Speravano entrambi di trovare ad Aracopistla, villaggio interamente perduto nelle montagne, qualche mezzo di trasporto per terminare il loro viaggio; ma quale fu il loro dispetto non incontrandovi che il medesimo squallore, assoluta mancanza d’ogni cosa ed abitanti inospitali come a Cuernavaca! Pure bisognava arrivare.

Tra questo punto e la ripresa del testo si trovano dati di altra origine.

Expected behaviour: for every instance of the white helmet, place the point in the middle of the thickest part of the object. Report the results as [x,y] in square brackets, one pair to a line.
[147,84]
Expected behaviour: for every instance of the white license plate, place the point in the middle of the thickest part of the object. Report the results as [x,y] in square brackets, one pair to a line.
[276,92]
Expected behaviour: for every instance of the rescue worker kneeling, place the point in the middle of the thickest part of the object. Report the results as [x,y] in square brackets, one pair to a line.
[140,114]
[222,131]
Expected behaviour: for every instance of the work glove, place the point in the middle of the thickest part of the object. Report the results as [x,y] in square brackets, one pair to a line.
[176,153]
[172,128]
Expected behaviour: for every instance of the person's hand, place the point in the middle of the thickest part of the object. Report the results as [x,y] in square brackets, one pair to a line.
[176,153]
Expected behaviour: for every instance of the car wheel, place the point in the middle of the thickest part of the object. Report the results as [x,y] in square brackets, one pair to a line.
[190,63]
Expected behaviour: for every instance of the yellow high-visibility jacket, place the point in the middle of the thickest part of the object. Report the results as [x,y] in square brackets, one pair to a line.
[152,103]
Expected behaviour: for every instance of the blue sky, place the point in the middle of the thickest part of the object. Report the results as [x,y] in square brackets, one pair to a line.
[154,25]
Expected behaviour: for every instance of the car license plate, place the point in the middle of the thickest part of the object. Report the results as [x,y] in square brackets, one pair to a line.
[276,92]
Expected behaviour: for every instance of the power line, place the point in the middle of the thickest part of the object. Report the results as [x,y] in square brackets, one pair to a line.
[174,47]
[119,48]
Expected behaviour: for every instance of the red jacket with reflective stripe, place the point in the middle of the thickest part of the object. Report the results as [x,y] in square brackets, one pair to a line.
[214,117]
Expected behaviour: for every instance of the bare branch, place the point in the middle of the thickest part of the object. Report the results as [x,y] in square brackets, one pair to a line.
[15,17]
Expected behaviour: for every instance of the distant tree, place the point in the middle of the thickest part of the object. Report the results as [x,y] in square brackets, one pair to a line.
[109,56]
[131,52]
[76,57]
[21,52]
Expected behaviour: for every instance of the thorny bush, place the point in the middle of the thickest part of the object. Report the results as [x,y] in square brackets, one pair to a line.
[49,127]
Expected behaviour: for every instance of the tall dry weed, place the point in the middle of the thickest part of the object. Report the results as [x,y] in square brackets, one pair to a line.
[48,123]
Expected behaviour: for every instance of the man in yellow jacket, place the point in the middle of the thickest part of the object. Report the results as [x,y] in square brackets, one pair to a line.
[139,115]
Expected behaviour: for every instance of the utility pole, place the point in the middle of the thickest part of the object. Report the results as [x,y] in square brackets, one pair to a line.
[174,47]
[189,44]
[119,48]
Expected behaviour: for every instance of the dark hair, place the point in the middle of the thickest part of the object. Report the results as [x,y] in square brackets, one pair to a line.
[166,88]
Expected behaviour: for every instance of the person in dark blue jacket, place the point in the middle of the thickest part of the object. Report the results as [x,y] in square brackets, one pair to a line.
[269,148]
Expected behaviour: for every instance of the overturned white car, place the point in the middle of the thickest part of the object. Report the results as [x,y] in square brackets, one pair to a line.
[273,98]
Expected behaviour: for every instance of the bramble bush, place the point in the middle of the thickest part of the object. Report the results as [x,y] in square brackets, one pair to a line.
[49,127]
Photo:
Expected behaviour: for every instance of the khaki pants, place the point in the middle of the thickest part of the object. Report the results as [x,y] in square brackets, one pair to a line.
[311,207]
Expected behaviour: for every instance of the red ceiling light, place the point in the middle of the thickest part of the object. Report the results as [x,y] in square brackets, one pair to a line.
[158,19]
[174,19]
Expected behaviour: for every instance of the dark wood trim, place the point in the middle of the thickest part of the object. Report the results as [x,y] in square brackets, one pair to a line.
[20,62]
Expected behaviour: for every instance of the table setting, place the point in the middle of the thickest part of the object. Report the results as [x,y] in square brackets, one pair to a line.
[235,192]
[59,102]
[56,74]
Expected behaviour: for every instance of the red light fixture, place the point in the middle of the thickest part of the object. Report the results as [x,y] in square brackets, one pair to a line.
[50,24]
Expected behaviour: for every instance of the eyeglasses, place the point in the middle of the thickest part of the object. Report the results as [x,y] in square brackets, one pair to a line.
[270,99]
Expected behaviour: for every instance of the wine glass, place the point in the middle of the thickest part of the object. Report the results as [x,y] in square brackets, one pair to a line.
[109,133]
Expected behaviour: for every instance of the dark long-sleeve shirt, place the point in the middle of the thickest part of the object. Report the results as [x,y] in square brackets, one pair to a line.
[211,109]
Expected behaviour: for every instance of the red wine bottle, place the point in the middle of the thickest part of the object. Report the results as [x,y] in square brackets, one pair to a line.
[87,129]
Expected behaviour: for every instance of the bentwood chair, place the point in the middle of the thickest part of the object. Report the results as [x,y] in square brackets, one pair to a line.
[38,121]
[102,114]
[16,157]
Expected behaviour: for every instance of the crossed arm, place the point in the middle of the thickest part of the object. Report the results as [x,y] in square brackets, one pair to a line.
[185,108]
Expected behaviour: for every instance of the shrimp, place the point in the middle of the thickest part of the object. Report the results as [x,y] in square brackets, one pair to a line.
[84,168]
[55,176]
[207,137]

Si rizzava allora dinanzi ad essi l’immenso cono del Popocatepelt, di tanta altezza che l’occhio si perdeva nelle nuvole, cercando la vetta della montagna. La via era d’un’aridità desolante. Da ogni parte precipizî profondi si scavavano fra i rialzi di terreno, ed i sentieri vertiginosi parevano oscillare sotto il passo dei viaggiatori. Per riconoscere la via dovettero arrampicarsi sopra una parte di questa montagna, alta cinquemila e quattrocento metri, che viene chiamata la Rupe fumante, e porta ancora le traccie di recenti espulsioni vulcaniche. Tenebrosi crepacci rigavano i suoi fianchi scoscesi. Dopo l’ultimo viaggio del gabbiere Josè, nuovi cataclismi avevano messo sottosopra queste solitudini che egli non poteva riconoscere. E però si perdeva egli in mezzo ai sentieri impraticabili, e si arrestava talvolta porgendo orecchio ai sordi rumori che correvano qua e là attraverso le fessure dell’enorme cono.
Già il sole declinava sensibilmente; grosse nuvole schiacciate contro il cielo rendevano l’atmosfera più oscura. Vi era minaccia di pioggia e di uragano, fenomeni frequenti in queste regioni in cui l’elevazione del terreno accelera l’evaporazione dell’acqua. Ogni specie di vegetazione era scomparsa su quelle rupi, la cui vetta si perde sotto le nevi eterne.